You're arguing against nothing, MJ. Your own definition, the one you now seem so reluctant to face, illustrates where 'probably/likely' start.

"She is probably going" equals ""She is likely going" in terms of epistemic modal value.

Neither, of course, predict outcome any more than,

"She is very probably going" // "She is very likely going".

0 Replies
 
MontereyJack
 
  2  
Reply Sat 9 Jun, 2012 11:03 pm
You're still wrong, JTT. "very slightly more likely than not" is not "probably". "Probably" is "quite a lot more likely than not". i.e. an outcome you expect to happen with a fair amount of confidence. Confidence does NOT set in at 51%. If you didn't expect an adverse outcome happening about half the time, you'd be an idiot. That is NOT confidence in an outcome. I think, as the dscriptivist you are, you have to realize that "probably" or "probable" are used by other people in a way you don't share. That's just the fact.
I would even say that "likely" can describe events under 50% probability, e.g. if the probability of rain is say 40% or even 35%,no one would be surprised if it rained (especially if you know anything about New England weather). It's a much weaker expression of possibility than "probable".

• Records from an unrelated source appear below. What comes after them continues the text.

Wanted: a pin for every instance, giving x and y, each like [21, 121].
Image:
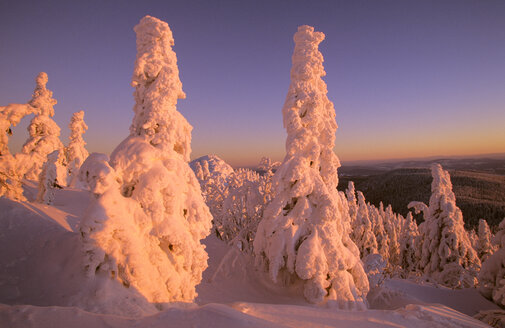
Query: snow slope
[42, 282]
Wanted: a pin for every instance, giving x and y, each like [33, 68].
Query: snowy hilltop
[145, 238]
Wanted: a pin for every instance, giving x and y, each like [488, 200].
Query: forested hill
[479, 186]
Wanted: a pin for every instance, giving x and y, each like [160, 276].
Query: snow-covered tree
[76, 153]
[484, 246]
[247, 196]
[266, 165]
[10, 178]
[11, 172]
[408, 236]
[44, 132]
[145, 230]
[492, 274]
[10, 116]
[362, 230]
[445, 252]
[48, 178]
[96, 174]
[304, 233]
[376, 217]
[391, 224]
[350, 193]
[212, 173]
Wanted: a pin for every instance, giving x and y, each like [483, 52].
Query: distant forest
[479, 195]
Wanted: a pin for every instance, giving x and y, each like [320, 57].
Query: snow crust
[304, 233]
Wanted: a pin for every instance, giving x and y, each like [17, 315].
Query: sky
[407, 78]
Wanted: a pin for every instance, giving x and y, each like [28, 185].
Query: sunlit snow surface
[42, 282]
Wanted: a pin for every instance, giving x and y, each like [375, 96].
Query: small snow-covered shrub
[10, 116]
[362, 230]
[408, 236]
[248, 194]
[144, 231]
[95, 174]
[44, 132]
[48, 178]
[212, 174]
[492, 273]
[374, 266]
[484, 246]
[10, 178]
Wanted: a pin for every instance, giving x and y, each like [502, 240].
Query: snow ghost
[304, 233]
[44, 132]
[145, 230]
[76, 153]
[444, 249]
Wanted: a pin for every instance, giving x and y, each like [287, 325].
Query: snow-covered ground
[43, 284]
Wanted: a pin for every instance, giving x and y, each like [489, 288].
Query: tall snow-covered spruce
[145, 230]
[444, 249]
[76, 153]
[44, 132]
[304, 233]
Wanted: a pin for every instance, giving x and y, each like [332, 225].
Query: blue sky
[408, 78]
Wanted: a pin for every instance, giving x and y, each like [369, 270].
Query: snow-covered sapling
[445, 252]
[44, 132]
[145, 230]
[76, 153]
[492, 274]
[48, 178]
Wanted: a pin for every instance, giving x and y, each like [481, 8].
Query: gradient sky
[408, 78]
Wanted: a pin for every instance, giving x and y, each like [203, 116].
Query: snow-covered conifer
[247, 196]
[445, 252]
[266, 165]
[376, 217]
[10, 116]
[492, 274]
[48, 179]
[76, 153]
[44, 132]
[305, 230]
[391, 223]
[10, 173]
[95, 174]
[408, 260]
[362, 230]
[484, 246]
[350, 193]
[145, 230]
[212, 173]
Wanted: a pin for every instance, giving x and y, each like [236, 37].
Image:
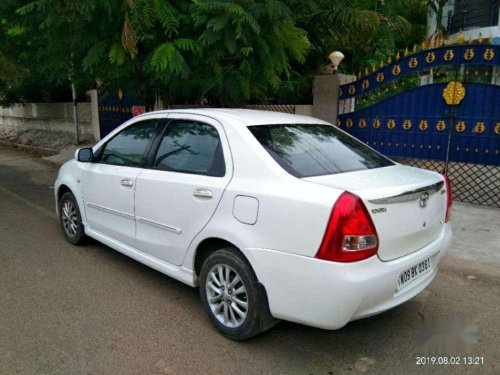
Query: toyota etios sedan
[274, 216]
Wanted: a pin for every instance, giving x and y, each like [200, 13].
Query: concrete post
[325, 100]
[94, 107]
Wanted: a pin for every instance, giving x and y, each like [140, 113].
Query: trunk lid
[407, 205]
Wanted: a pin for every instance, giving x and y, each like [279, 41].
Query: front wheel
[70, 219]
[232, 297]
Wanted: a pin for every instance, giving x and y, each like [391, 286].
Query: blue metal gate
[453, 124]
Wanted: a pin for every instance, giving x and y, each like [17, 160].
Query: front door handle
[203, 193]
[126, 182]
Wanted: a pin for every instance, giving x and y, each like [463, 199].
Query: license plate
[413, 272]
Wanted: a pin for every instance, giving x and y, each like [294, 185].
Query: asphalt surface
[91, 310]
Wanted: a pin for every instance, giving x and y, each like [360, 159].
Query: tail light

And you were the one that tried to mathematicise the concept, you and David, and I told you from the start that it was an attempt at specious precision, and so it's proved to be.
JTT
 
  0  
Reply Sun 10 Jun, 2012 11:33 am
@MontereyJack,
Quote:
You're still wrong, JTT. "very slightly more likely than not" is not "probably".


I've not known you to be this thick, MJ. 'likely' equals 'probably'. They are the same semi-modals.

Quote:
Confidence does NOT set in at 51%.


As I've explained to you already, these modals/periphrastic modals have to cover a lot of territory. You want to establish a level of certainty for everyone, even though you fully realize that there is a difference between,

I probably will be there

spoken in a confident voice, and

I prrrrrrrooobably will be there

spoken as it's written.

That there is a range is abundantly clear. And we have to follow the definition that is for probable/likely/probably, which is,

"something that has a greater chance of happening than not happening".

That, by definition, even your own definition, means everything above 50%.